Final answer:
The hyperbola's vertices are at (-1, 12) and (-1, 0), the foci are approximately at (-1, 13.21) and (-1, -1.21), and the equations for the asymptotes are y = 1.5x + 7.5 and y = -1.5x + 4.5.
Step-by-step explanation:
The equation provided is for a hyperbola in the form f(y-6)²/36 - (x+1)²/16=1. The center of this hyperbola is at the point (-1, 6). The denominators in the equation give us the squares of the semi-axes lengths of the hyperbola: 36 for the y-axis part (which is 'a' squared) and 16 for the x-axis part (which is 'b' squared).
Vertices of the hyperbola are determined by adding and subtracting the length of the semi-major axis 'a' to the y-coordinate of the center, since the y-term is positive and in the numerator. In this case, a = √36 = 6, so the vertices are (center.x, center.y ± a) = (-1, 6 ± 6), giving us the points (-1, 12) and (-1, 0).
Foci of the hyperbola can be found using the formula c = √(a² + b²), where c is the distance from the center to each focus along the axis of the hyperbola. Since b² = 16, we find c = √(36 + 16) = √52 ≈ 7.21. The foci are thus (center.x, center.y ± c) = (-1, 6 ± 7.21), resulting in approximate coordinates (-1, 13.21) and (-1, -1.21).

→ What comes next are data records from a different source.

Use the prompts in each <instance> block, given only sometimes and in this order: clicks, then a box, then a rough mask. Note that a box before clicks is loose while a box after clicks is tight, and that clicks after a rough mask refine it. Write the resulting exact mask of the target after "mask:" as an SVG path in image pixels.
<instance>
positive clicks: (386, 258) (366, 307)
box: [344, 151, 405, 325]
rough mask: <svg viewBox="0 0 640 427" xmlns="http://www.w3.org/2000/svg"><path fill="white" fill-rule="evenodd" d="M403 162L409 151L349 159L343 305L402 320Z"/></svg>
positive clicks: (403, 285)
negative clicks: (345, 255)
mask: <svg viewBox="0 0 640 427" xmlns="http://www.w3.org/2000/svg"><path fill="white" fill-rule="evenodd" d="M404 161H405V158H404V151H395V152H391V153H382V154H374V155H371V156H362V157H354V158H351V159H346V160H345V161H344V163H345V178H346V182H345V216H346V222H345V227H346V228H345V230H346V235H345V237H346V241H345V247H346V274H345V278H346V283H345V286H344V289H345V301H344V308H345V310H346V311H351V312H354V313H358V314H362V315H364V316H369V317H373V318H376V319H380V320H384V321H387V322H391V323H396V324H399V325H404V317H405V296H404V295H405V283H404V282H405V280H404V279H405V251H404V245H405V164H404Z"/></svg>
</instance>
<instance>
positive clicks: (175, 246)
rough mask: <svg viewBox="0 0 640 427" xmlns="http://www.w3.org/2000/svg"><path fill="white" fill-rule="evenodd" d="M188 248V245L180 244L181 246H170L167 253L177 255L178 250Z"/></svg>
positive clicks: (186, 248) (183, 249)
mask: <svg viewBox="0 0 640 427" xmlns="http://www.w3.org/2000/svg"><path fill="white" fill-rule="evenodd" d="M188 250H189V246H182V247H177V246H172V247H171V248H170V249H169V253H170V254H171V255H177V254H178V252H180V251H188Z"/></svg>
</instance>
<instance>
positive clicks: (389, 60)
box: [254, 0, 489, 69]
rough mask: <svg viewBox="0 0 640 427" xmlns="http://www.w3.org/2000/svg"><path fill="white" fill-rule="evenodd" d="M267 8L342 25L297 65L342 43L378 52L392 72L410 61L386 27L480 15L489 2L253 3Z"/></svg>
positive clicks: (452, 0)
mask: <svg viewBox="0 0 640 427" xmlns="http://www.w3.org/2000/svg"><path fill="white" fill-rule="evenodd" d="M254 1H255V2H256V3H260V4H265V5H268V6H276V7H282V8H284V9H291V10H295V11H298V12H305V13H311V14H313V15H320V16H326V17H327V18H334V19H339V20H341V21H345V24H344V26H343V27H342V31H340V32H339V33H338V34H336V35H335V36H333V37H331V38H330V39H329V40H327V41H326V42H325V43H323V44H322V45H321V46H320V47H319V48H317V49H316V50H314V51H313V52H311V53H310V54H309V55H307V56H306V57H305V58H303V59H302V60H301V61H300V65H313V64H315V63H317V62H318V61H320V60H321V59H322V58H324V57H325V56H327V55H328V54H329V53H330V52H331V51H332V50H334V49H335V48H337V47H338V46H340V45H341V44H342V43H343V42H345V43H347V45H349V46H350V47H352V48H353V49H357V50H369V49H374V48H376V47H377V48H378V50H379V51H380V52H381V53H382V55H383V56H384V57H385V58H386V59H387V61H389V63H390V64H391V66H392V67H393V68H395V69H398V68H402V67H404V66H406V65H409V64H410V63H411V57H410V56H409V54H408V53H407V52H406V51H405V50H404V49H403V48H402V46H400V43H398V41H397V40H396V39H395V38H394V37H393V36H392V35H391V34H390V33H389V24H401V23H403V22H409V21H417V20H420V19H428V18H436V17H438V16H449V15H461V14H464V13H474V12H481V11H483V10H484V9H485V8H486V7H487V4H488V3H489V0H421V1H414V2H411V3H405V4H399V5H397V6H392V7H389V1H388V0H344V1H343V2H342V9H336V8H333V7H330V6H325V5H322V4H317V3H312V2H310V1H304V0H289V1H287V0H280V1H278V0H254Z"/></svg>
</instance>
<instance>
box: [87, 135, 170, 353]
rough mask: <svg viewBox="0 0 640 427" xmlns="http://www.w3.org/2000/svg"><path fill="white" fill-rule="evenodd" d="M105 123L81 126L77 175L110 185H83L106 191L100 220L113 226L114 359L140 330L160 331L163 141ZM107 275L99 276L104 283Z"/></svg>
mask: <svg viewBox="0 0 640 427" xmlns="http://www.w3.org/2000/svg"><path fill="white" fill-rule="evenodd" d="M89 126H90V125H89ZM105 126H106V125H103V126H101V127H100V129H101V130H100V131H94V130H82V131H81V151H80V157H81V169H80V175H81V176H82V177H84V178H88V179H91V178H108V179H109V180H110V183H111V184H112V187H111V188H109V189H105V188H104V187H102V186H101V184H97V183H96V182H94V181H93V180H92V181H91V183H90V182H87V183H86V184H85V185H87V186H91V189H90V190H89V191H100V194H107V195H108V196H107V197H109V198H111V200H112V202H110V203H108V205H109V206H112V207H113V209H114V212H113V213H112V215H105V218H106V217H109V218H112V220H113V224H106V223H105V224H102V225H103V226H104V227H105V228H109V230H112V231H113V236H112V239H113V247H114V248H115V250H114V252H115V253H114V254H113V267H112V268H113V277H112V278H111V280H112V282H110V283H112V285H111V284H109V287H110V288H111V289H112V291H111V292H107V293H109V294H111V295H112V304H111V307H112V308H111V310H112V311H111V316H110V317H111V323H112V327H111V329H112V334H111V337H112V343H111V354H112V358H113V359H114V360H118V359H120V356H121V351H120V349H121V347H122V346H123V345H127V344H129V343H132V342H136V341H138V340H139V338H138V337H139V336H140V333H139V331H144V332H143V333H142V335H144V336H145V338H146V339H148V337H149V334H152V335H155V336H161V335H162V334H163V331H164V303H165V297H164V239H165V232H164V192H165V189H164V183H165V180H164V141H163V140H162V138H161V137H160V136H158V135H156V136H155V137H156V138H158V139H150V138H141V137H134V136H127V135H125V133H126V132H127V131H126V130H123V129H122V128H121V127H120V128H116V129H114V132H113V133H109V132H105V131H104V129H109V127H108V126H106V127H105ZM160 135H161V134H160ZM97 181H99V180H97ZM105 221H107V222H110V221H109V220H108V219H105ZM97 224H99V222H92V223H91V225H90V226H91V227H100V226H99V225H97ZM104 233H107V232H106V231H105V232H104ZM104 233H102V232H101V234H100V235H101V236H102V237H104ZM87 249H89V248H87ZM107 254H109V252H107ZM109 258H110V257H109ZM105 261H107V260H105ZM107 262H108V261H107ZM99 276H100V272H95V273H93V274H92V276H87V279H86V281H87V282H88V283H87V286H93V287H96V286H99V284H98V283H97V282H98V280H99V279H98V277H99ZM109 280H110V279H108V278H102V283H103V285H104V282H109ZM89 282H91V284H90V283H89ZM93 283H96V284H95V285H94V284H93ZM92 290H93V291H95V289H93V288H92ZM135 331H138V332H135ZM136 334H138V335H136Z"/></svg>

The equations for the asymptotes are found using the slope 'a/b' of the asymptotes and the center of the hyperbola. For this hyperbola, 'a' = 6 and 'b' = 4, so the slope of the asymptotes is ± a/b = ± 6/4 = ± 1.5. The equations of the asymptotes are y - center.y = ±(slope)(x - center.x), which results in y - 6 = ± 1.5(x + 1). Simplifying these gives the asymptote equations y = 1.5x + 7.5 and y = -1.5x + 4.5.